O comandante estima que os dois soldados sequestrados Ehud Goldwasser, 31 anos, e Eldad Regev, 26, estejam vivos. A rede de TV Al Jazira informou, citando fontes do Hezbollah, que eles estavam vivos no momento da captura e que foram levados para uma mesquita. Fontes israelenses disseram à mídia local que o Hezbollah pretendia transferir os reféns para o Irã.
O líder do Hezbolllah, Hassan Nasrallah, disse que só vai libertar os soldados em troca de prisioneiros que estão em cadeias de Israel, por meio de negociações indiretas.
Todo o norte de Israel, num raio de 20 quilômetros a partir da fronteira com o Líbano, está em estado de guerra. Mais de 700 mil civis foram orientados a entrar em abrigos. Milhares de moradores e turistas - que lotavam os hotéis no verão local - fugiram para o sul. Fábricas e lojas estão fechadas.
Em Nahariya, uma mulher de origem argentina morreu quando seu apartamento foi atingido diretamente por uma katiusha.
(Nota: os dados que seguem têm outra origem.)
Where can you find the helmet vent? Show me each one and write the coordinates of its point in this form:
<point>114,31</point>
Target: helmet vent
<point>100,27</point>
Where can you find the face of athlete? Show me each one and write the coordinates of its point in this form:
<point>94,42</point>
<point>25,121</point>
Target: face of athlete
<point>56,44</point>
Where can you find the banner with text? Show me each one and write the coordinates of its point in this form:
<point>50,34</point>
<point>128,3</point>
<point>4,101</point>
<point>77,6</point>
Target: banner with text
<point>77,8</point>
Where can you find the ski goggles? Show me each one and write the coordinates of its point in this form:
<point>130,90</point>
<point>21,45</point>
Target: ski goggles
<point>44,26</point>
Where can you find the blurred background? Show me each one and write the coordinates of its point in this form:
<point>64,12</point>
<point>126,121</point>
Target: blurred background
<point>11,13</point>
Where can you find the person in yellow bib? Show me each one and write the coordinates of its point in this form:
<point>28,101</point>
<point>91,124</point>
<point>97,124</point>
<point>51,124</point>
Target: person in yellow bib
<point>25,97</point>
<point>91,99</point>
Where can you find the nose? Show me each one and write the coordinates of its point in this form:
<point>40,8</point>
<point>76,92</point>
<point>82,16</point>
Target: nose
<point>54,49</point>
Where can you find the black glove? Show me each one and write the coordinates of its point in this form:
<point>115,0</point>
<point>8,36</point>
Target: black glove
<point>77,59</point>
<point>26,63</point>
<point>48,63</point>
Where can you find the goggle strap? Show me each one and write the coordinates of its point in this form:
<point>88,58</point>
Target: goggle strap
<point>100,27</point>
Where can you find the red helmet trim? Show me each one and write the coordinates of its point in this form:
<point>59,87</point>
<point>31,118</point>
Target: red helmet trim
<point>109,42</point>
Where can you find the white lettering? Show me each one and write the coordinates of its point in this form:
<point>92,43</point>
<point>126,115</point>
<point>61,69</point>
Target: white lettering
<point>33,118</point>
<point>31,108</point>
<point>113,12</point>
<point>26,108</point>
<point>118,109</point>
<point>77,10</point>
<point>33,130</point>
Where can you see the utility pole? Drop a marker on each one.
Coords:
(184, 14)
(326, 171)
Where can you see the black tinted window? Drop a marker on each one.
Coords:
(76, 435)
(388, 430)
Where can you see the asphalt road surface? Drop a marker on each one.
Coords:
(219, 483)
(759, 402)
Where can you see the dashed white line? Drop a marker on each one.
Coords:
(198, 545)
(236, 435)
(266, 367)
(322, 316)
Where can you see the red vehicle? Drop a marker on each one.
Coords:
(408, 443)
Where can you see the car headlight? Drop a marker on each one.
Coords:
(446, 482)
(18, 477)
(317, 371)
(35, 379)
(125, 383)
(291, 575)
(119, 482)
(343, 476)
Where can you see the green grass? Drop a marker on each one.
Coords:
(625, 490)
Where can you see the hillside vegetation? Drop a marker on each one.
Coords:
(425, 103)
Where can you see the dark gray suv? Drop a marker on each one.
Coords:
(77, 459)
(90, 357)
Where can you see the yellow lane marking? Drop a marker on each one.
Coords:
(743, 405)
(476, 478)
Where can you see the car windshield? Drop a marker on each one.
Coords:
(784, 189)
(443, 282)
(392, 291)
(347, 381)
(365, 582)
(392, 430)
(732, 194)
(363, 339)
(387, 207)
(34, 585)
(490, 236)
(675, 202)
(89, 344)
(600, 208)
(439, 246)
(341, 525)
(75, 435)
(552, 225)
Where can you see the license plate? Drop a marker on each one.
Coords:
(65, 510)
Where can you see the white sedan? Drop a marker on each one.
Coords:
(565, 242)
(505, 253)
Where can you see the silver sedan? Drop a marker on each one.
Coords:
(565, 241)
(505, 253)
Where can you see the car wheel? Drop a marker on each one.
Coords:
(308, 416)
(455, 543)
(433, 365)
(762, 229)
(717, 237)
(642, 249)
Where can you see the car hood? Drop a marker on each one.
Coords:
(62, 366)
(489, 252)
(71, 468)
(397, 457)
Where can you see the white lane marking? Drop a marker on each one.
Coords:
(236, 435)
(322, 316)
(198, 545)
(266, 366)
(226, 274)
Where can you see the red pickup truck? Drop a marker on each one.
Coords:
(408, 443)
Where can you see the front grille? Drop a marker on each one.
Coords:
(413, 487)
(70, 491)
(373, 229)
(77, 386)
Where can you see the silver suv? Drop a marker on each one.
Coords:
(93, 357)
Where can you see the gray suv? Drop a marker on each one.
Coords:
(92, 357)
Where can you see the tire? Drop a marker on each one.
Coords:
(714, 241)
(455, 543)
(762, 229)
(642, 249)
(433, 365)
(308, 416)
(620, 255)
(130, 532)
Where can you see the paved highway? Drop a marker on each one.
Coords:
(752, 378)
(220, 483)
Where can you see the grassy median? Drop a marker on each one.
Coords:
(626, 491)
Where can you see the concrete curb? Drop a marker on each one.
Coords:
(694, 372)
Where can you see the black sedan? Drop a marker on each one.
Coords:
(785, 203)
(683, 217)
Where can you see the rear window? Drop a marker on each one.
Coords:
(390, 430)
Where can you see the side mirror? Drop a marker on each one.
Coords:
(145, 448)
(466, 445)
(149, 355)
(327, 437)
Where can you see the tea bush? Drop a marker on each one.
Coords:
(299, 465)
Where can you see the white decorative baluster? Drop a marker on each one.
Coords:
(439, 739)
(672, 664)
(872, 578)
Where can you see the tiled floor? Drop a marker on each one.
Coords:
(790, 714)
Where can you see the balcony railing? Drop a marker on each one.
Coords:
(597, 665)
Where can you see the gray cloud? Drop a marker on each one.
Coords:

Uma outra pessoa foi morta em Tzfat. Mais de 20 pessoas sofreram ferimentos e os hospitais receberam cerca de 100 em diferentes níveis de estado de choque.
No ataque de maior alcance, um morteiro atingiu um bairro central de Haifa, símbolo de convivência entre judeus e árabes em Israel, sem deixar feridos. O grupo islâmico vinha ameaçando alvejar a cidade se Israel atacasse Beirute, mas negou ter disparado ontem. Em Haifa está uma das duas refinarias de petróleo de Israel, indústrias petroquímicas e de tecnologia. Israel considerou o ataque uma ''grave escalada''.
No fim da noite de ontem o primeiro-ministro de Israel, Ehud Olmert, aprovou a intensificação dos ataques ao Líbano.